Zur Erinnerung: Im März hatte eine Mehrheit aus SPD, Linken und Grünen/FDP dafür gestimmt, dass die Asylbewerber, die im Sedlitzer Wohnheim leben, statt nur 40 Euro alle ihnen zu dem Zeitpunkt zustehenden Leistungen als Bargeld erhalten sollten, statt wie bisher als Gutscheine. Den Beschluss hat Landrat Siegurd Heinze (parteilos) beanstandet und damit außer Kraft gesetzt, weil er nicht dem Asylbewerberleistungsgesetz entspreche. Daraufhin haben im Juni die Abgeordneten diesen Beschluss noch einmal in ähnlichen Mehrheitsverhältnissen gefasst. Eine erneute Beanstandung durch den Landrat musste nun, so sieht es das Kommunalgesetz vor, innerhalb von drei Monaten vom Innenministerium bewertet werden.

Diese Bewertung liegt jetzt vor und sagt: Der Kreistag hätte diesen Beschluss nicht fassen dürfen, denn er sei nicht zuständig. Die Zuständigkeit für die Umsetzung des Asylbewerberleistungsgesetzes liege beim Landrat. Damit sei der Beschluss rechtswidrig. In der Begründung äußert sich das Innenministerium vorwiegend zum formellen Teil der Zuständigkeit.

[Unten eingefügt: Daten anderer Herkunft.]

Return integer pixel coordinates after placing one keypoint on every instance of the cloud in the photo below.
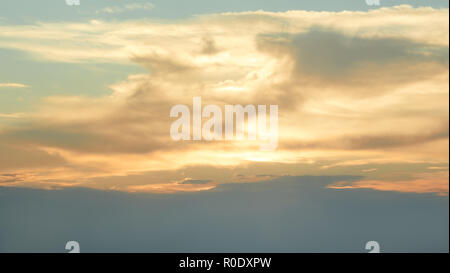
(425, 183)
(125, 8)
(353, 89)
(13, 85)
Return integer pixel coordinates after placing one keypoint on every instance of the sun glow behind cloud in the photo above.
(356, 91)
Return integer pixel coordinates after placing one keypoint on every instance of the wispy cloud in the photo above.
(353, 104)
(127, 7)
(13, 85)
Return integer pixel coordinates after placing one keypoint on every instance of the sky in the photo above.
(363, 112)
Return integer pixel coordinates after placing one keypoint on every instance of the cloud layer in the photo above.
(355, 90)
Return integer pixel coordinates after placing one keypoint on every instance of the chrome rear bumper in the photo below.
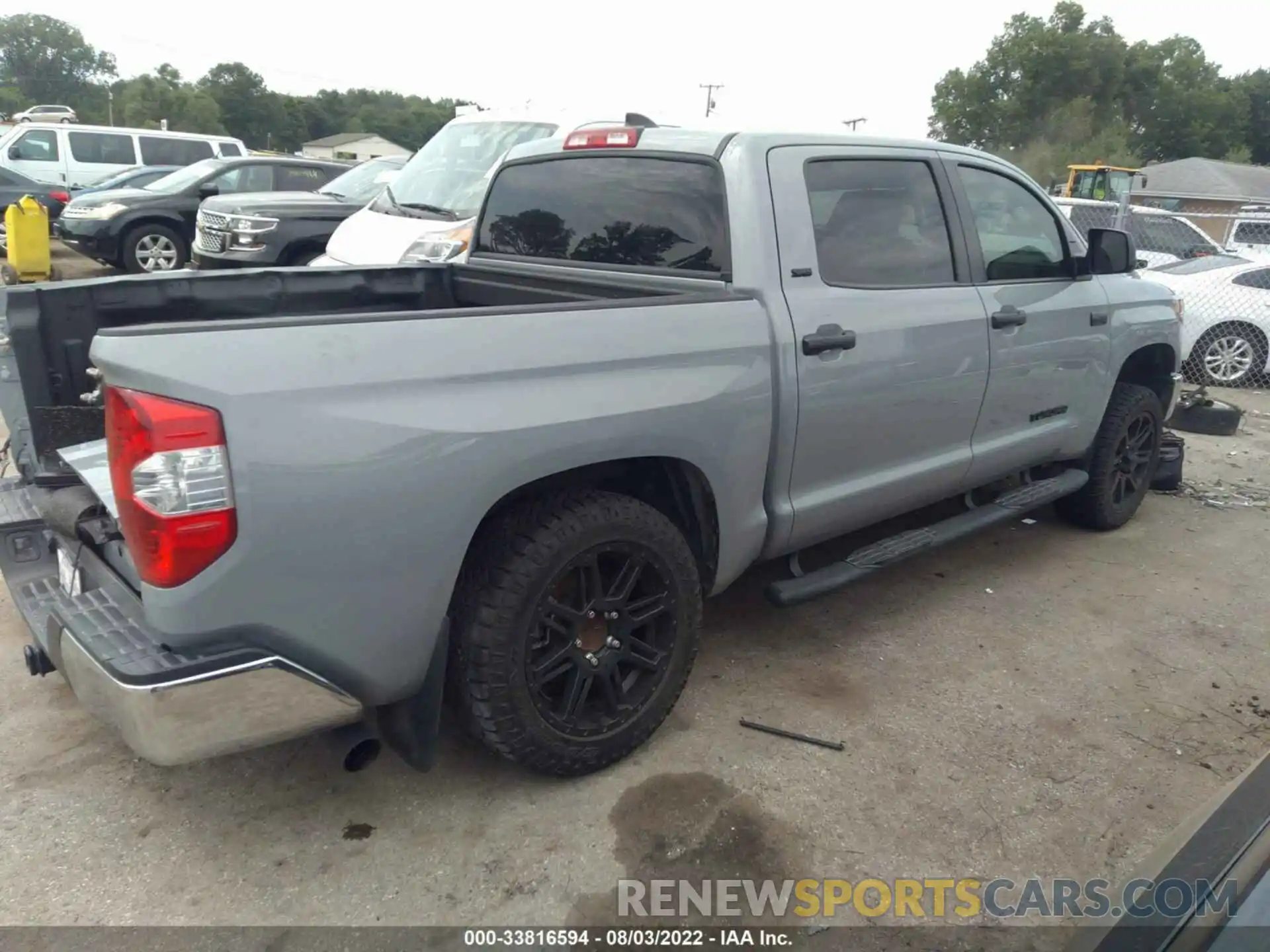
(218, 713)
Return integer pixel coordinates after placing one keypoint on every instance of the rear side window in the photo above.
(1091, 216)
(157, 150)
(290, 178)
(1253, 233)
(102, 149)
(1259, 278)
(1159, 233)
(630, 211)
(878, 222)
(1198, 266)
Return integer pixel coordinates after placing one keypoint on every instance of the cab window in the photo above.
(37, 146)
(1020, 237)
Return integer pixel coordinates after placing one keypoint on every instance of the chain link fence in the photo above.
(1216, 257)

Es sagt aber auch, dass der Gesetzgeber Sachleistungen vor Bargeld favorisiere. Damit gibt das Innenministerium auch dem Sozialministerium eine Ohrfeige. Das nämlich hatte die Kreise in Brandenburg ermuntert - um Diskriminierungen gegenzusteuern - Asylbewerbern Geld statt Sachleistungen auszuhändigen und dazu noch Hinweise gegeben. Die Mehrheit der Landkreise war diesem auch über Brandenburg hinaus praktizierten Vorschlag gefolgt. Bundesweit ist das Asylbewerberleistungsgesetz seit Jahren in der Kritik. Landrat oder Kreistag könnten jetzt innerhalb eines Monats den Bescheid des Innenministers anfechten. Aus Sicht des Landrates gibt es dafür keinen Grund.